Toronto venues (accessible by bike or public transit) are good, as are high-quality live-streamed conferences (good audio and view of the slides). I limit my travel, so it would have to be something truly exceptional for me to leave home.

If the event is free to attend, there’s minimal sponsorship, and it’s a cause I want to support or a topic I’m interested in anyway, then I may take it on (again, with no commitments). In terms of topics, I’m interested in entrepreneurship, business, technology, and design. I prefer to sketchnote fascinating speakers, particularly those who blog or tweet interesting and things (not just self-promotional broadcasts). I can sketchnote a badly-structured or unengaging talk, but it’s not fun, and I may end up sketching the talk I wish the person had given instead.

I’m leaning towards reducing these and spending more time drawing my own things, though.


I occasionally help people with Emacs, mostly through the #emacs channel on or through questions and comments on my blog. I do this for free because I like the Emacs community and I want to help it grow. I can do one-on-one coaching sessions on a pay-what-you-can-and-what-you-think-it-was-worth basis. I accept Paypal, donations to Emacs-related things like the Emacswiki, blog posts / written-up notes after the session, and a number of other things that I value.

For more involved help (WordPress, Rails, computer help, etc.), (a) you have to be directly related or a really good friend, OR (b) it has to be a one-off question that intrigues me and promises to be a useful blog post. Also, you have to be cool with my potentially making mistakes, so I don’t want to be on the hook for anything mission-critical.


I don’t accept unsolicited self-promotional guest blog posts on my blog, so people can stop pitching me. =) I generally don’t accept invitations to write original content for other people, mainly because I’d rather post things on my blog. You can suggest things you’d like me to write about. If I think it might be interesting, I’ll add it to my blog post ideas and write about it when it makes sense. I try to note who asked for a topic, so I might e-mail you once it’s up.

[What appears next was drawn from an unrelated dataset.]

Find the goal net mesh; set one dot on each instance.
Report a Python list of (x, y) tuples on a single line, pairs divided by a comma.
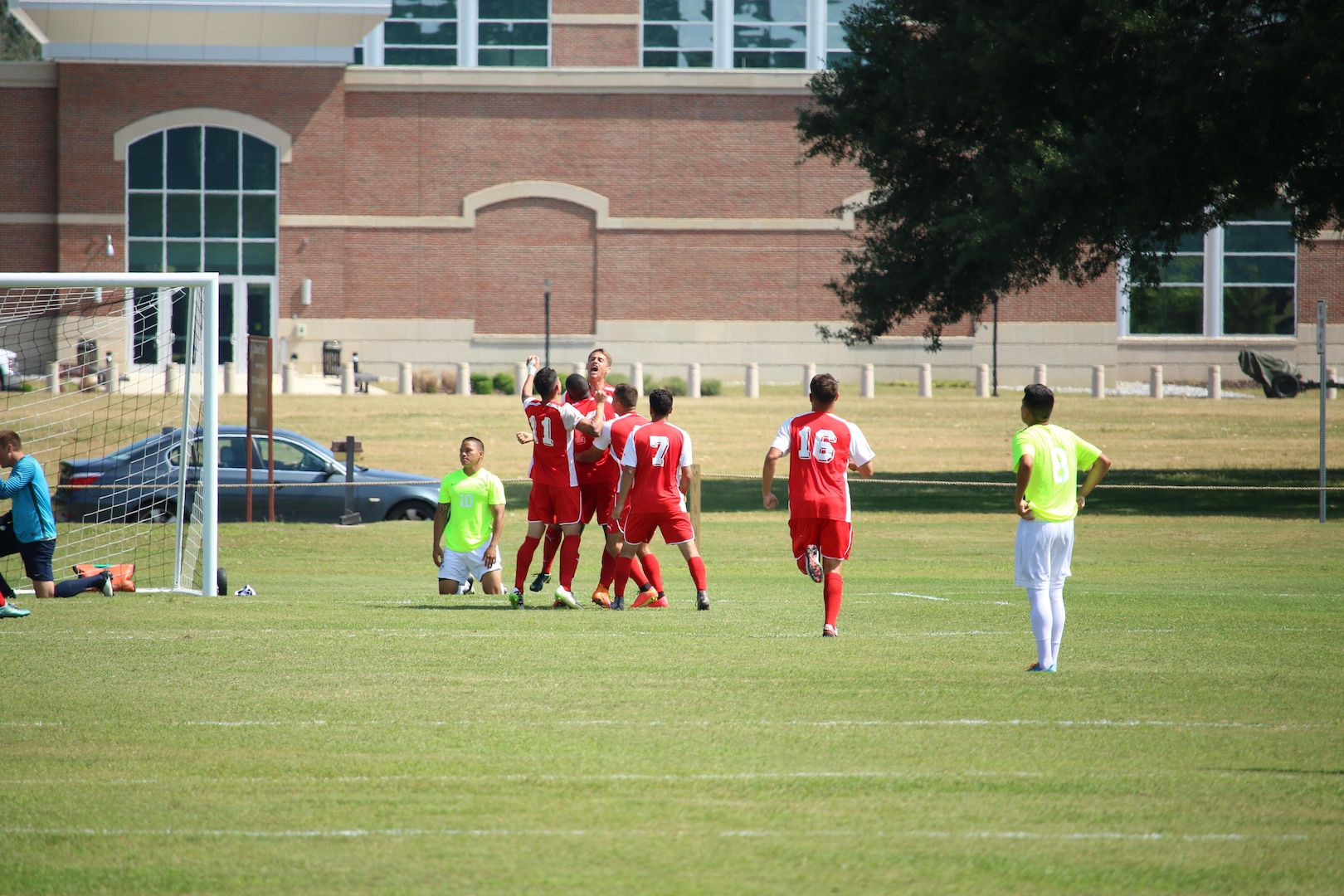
[(105, 388)]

You are free to syndicate or excerpt my blog posts. I’d appreciate it if you link to the original blog post, and I’d love to hear your take on the topic and what other interesting discussions ensue.


“It would be great exposure!” I’m doing fine exposure-wise, actually. I don’t mind giving up short-term exposure in exchange for developing in my own way. I don’t need to be famous, and I don’t really need to go and reach a gazillion possible clients. For the next few years, I can work with only people I really like on things that people value.

“It’s a learning experience.” So are a lot of other things I can do, especially when it comes to learning how to follow my own initiative. =)

“There’ll be more work down the road.” I’m fine with the level of work I’m doing now, and I’m also fine with not having any of this and working on my own things for the next few years. Ah, the luxury of an experiment.

“How about being one of our sponsors?” This is related to the exposure thing. I don’t need the PageRank, the links, the referrals, or the warm-and-fuzzy glow. It’s nice, but the event should be interesting enough on its own.

“Hmm, that price is too high…” I’m experimenting with not lowering price unless I get extra value, do less work, or feel that the difference is something that passes my pro-bono guidelines. It’s actually easier and more fun to price that way instead of dealing with ambiguous value or talking yourself down. Besides, letting people make the negotiation all about price misses the point, and giving in teaches people to push without giving.

One of the interesting insights I picked up from FITC was the idea of value-based pricing – not just the value that the client gets, but the value of your time and energy. My experiment and my skills allow me to treat my time as valuable, and so I will.